CUANDO LA CIENCIA SE INSPIRA EN LA MITOLOGÍA
Es innegable la fascinación que, desde siempre, ha ejercido sobre nosotros la mitología clásica: dioses, héroes y titanes que evocan historias y hazañas fabulosas. En su libro Del mito al laboratorio (Ediciones Cálamo), el químico y divulgador Daniel Torregrosa habla de cómo la ciencia ha acudido a menudo a la mitología para bautizar planetas, constelaciones, animales, plantas o elementos. Aquí nos habla, por ejemplo, de Plutón, la deidad del inframundo que dio nombre al planeta descubierto en 1930, degradado a la categoría de planeta enano en 2006. También aparece Europa, raptada por Zeus y madre de tres de sus hijos, que no solo denomina a nuestro continente, sino también a un elemento químico –el europio– y a una luna de Júpiter; o Prometeo, el titán que robó el fuego a los dioses para entregarlo a los humanos, condenado a ver cómo un águila devoraba cada día su hígado, que se renovaba por la noche solo para ser de nuevo devorado al día siguiente. Hay una luna, en Saturno, que se llama así, y un elemento químico, el prometio, que asimismo hace alusión a él. Existen muchos más ejemplos –Torregrosa cita en su libro casi sesenta– de dioses y héroes grecolatinos a los que se ha recurrido en la historia de los descubrimientos científicos: Urania, hija de Zeus y musa de la astronomía, presta su nombre a un asteroide; Neptuno, el dios de los océanos, fue el elegido para bautizar al octavo planeta de nuestro Sistema Solar y al neptunio, un elemento químico sintetizado en 1940. Y de Eolo no solo proviene el término eólico, ya que también se llama como el dios del viento un satélite lanzado al espacio en 2018.
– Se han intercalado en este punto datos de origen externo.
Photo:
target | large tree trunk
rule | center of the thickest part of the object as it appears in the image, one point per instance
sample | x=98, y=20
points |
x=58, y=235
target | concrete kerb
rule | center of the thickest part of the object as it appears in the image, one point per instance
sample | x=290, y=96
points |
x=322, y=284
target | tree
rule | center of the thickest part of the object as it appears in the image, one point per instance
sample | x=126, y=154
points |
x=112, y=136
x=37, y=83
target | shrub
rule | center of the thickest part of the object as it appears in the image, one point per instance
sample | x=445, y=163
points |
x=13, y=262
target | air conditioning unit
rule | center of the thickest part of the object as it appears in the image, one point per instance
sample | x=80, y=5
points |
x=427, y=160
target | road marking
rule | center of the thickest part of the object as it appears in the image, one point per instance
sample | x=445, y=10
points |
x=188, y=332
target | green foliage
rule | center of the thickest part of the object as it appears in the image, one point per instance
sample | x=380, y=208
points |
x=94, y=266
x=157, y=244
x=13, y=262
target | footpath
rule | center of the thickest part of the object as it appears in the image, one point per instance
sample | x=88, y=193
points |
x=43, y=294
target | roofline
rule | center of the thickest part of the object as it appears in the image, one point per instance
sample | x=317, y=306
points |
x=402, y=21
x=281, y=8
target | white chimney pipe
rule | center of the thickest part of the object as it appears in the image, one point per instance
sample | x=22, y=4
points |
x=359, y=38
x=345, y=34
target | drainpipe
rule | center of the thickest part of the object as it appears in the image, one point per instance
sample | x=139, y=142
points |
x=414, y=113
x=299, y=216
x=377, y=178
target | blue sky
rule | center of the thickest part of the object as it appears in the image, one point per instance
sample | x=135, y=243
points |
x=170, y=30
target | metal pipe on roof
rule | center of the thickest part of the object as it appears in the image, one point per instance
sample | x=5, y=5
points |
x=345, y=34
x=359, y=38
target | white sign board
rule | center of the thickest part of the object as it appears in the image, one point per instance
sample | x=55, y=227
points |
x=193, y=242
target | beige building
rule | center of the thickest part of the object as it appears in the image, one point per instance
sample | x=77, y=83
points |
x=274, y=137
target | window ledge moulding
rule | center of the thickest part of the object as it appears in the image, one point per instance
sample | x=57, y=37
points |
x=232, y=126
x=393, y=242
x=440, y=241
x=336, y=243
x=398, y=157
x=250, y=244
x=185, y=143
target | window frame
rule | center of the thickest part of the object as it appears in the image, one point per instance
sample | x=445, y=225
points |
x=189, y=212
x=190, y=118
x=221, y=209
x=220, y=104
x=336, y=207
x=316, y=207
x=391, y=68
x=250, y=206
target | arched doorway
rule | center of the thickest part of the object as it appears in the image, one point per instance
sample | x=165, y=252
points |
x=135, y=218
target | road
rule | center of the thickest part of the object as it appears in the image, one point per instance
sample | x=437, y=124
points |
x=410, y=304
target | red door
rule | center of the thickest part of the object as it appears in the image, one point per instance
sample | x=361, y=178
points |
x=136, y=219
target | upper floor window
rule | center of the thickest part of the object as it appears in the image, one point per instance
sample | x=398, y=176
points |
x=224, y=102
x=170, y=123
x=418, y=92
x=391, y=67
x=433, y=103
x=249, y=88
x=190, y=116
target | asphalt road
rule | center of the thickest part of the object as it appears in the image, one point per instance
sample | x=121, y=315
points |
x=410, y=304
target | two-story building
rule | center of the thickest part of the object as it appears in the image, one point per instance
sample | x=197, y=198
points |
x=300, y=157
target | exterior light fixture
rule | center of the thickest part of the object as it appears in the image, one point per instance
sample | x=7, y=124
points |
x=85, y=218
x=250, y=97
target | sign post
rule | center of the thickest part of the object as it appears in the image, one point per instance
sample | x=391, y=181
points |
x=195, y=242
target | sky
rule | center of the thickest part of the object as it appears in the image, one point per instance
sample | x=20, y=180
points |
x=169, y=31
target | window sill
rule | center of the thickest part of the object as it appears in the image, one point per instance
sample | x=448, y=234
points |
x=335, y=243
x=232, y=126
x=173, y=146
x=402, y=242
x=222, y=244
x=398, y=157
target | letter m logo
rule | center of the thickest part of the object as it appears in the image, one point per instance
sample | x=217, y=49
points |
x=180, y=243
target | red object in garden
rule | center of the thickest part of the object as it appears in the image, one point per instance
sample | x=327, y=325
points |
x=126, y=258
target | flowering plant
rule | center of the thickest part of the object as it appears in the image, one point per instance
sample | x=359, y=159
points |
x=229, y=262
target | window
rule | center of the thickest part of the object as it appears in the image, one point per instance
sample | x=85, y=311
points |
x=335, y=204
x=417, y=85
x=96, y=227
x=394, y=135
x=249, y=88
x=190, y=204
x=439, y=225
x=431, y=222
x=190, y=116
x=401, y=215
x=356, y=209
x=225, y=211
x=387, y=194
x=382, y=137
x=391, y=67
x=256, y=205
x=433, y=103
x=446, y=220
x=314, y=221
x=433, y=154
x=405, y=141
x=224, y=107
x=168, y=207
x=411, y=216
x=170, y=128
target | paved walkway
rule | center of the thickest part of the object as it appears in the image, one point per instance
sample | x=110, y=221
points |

Además, es curioso comprobar cómo los metales se han asociado a diversas deidades clásicas: el hierro –material para construir espadas–, con Marte, el dios de la guerra; el plomo, pesado y mate, con Saturno; el estaño, con Júpiter; y el metal líquido, también llamado azogue o plata líquida, con Mercurio.
Este último, el mensajero de los dioses, volaba a toda velocidad con sus alas en las sandalias. Por eso, cuando se descubrió el primer planeta del Sistema Solar, no hubo dudas: se llamaría Mercurio, el pequeño, el vivaz, que tarda apenas 88 días en trazar una órbita completa alrededor del Sol.